Example: Configuring Required Columns
In config/columnvalidator_example.yaml
:
column_config:
rules:
minimal:
operator: "AND"
columns:
- Firstname
- Middle name
- Surname
- Order in publication
severity: "error"
affiliation:
operator: "OR" # Either legacy OR regex-based affiliation columns must be present
columns:
- Primary affiliation
- Secondary affiliation # Legacy columns
regex: "^Affiliation [0-9]+$" # Regex-based columns
severity: "error" # Make sure it's required for validation to pass
title:
operator: "AND"
columns:
- Corresponding author?
- Email address
severity: "warning"
Using Regex to Validate Column Names
You can also define regex-based column validation to match dynamically named columns.

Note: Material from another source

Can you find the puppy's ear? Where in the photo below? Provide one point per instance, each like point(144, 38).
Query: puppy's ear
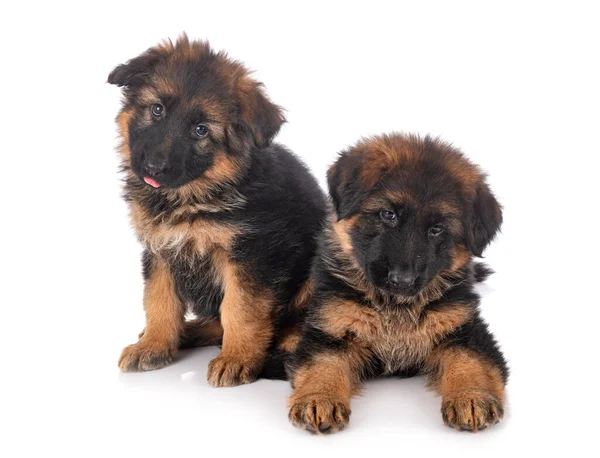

Example: Using Regex for Affiliation Columns
column_config:
rules:
affiliation:
operator: "OR"
columns:
- Primary affiliation
- Secondary affiliation
regex: "^Affiliation [0-9]+$"
severity: "error"
This configuration: - Requires at least one affiliation column. -
Allows dynamic affiliation columns (e.g., Affiliation 1
,
Affiliation 2
, etc.). - Fails validation if no affiliation
column exists.
Running the ColumnValidator
config_path <- system.file("config/columnvalidator_example.yaml", package = "tenzing")
config_file <- yaml::read_yaml(config_path)
column_validator <- ColumnValidator$new(config_input = config_file$column_config)
column_results <- column_validator$validate_columns(my_contributors_table)
column_results
#> $minimal
#> $minimal$type
#> [1] "success"
#>
#> $minimal$message
#> All column requirements satisfied.
#>
#>
#> $affiliation
#> $affiliation$type
#> [1] "success"
#>
#> $affiliation$message
#> All column requirements satisfied.
#>
#>
#> $title
#> $title$type
#> [1] "success"
#>
#> $title$message
#> All column requirements satisfied.
6. Bringing It All Together with ValidateOutput
The ValidateOutput
class integrates both
Validator
and ColumnValidator
.
How It Works
Reads the configuration file.
Runs ColumnValidator to check required columns.
Runs Validator to check data integrity.
Returns the combined results.
Example Usage
validate_output_instance <- ValidateOutput$new(config_path = config_path)
validate_results <- validate_output_instance$run_validations(my_contributors_table)
validate_results
#> $minimal
#> $minimal$type
#> [1] "success"
#>
#> $minimal$message
#> All column requirements satisfied.
#>
#>
#> $affiliation
#> $affiliation$type
#> [1] "success"
#>
#> $affiliation$message
#> All column requirements satisfied.
#>
#>
#> $title
#> $title$type
#> [1] "success"
#>
#> $title$message
#> All column requirements satisfied.